The estranged half-brother of the North Korean leader was killed with lethal nerve agent VX, police have revealed, after he was ambushed at Kuala Lumpur airport on February 13.Two women can be seen shoving something into Kim's face in leaked CCTV footage of the brazen assassination before he seeks help.

"He died in the ambulance.
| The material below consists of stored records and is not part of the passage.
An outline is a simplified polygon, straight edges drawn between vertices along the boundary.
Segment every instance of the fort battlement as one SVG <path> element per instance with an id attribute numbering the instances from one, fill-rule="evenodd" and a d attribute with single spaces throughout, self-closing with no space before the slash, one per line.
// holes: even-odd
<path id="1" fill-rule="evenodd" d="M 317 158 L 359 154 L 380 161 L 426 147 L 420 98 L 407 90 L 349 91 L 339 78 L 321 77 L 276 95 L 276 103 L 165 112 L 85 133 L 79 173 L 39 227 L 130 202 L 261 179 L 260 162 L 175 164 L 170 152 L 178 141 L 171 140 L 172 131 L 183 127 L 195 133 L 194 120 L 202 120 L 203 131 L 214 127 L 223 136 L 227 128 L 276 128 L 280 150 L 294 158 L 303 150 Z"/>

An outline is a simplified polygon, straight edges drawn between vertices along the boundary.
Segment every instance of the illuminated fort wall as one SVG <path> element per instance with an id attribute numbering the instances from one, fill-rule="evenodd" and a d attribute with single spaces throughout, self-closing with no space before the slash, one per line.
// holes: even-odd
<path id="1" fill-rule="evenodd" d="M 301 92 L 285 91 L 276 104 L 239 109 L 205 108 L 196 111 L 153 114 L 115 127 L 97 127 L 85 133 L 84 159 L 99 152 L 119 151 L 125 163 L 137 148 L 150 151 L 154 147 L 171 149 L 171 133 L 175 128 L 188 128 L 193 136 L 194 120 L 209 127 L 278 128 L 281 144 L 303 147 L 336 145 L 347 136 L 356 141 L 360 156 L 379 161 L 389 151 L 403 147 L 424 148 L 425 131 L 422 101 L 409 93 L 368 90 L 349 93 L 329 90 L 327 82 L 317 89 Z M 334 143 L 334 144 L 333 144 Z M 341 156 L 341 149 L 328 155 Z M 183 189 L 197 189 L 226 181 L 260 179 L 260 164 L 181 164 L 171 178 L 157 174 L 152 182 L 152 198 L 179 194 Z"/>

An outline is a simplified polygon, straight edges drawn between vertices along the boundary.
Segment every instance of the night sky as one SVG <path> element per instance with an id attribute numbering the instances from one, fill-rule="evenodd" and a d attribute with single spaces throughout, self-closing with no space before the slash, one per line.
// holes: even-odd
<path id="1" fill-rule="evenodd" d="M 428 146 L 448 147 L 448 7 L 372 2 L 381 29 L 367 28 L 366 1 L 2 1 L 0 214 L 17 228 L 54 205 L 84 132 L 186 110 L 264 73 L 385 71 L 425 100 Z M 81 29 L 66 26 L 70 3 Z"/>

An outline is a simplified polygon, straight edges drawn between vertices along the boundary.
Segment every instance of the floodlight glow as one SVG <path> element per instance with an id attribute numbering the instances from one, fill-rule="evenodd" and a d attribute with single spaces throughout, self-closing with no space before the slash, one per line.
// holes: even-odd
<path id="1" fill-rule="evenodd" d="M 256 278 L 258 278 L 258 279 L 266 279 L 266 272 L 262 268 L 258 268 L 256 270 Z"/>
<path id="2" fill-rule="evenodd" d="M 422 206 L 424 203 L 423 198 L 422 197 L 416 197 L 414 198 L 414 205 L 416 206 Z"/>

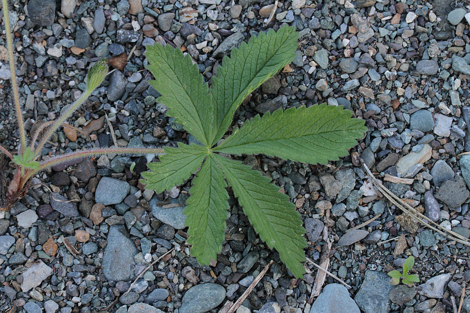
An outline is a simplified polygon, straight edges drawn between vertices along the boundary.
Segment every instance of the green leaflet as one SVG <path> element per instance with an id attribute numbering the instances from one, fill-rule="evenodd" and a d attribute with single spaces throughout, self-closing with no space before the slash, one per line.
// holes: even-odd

He fainted in the clinic," Health Minister S Subramaniam told reporters."From the time of the onset (of the attack) he died within 15 to 20 minutes."

Autopsy results suggested the 45-year-old died from "very serious paralysis" due to a lethal nerve agent, Subramaniam said earlier Sunday.

Police are holding two women suspected of staging the attack as well as a North Korean man.

They want to speak to seven other North Koreans including a senior embassy official, but four of the suspects fled Malaysia on the day of the murder.

VX is so deadly it is listed by the UN as a weapon of mass destruction and overnight the scene of the killing in the budget terminal of Kuala Lumpur International Airport was swept by civil defence personnel in hazmat suits before being declared safe.

"VX only requires 10mg to be absorbed into the system to be lethal," Subramaniam said.

"The absorption level was so rapid that within a few minutes the guy had symptoms."

Nerve agents prevent the proper operation of an enzyme that acts as the body's "off switch" for glands and muscles.

Without that switch, glands and muscles are constantly being stimulated, eventually tire and become unable to sustain breathing."The muscle goes into a state of permanent contraction," Subramaniam said, adding the dose was "so high" in this case the heart and lungs would have been rapidly affected.

Police had cordoned off parts of the airport after authorities pledged to check all locations the female suspects were known to have visited.

But the delay puzzled some travellers.

Student Hariz Syafiq, 21, who was due to take a domestic flight later, said: "Yes, I'm worried a bit. Why didn't they quarantine the airport? "It's a bit strange." Both women suspected of carrying out the attack insisted they thought they were taking part in a prank video, although Malaysian police have said they knew what they were doing.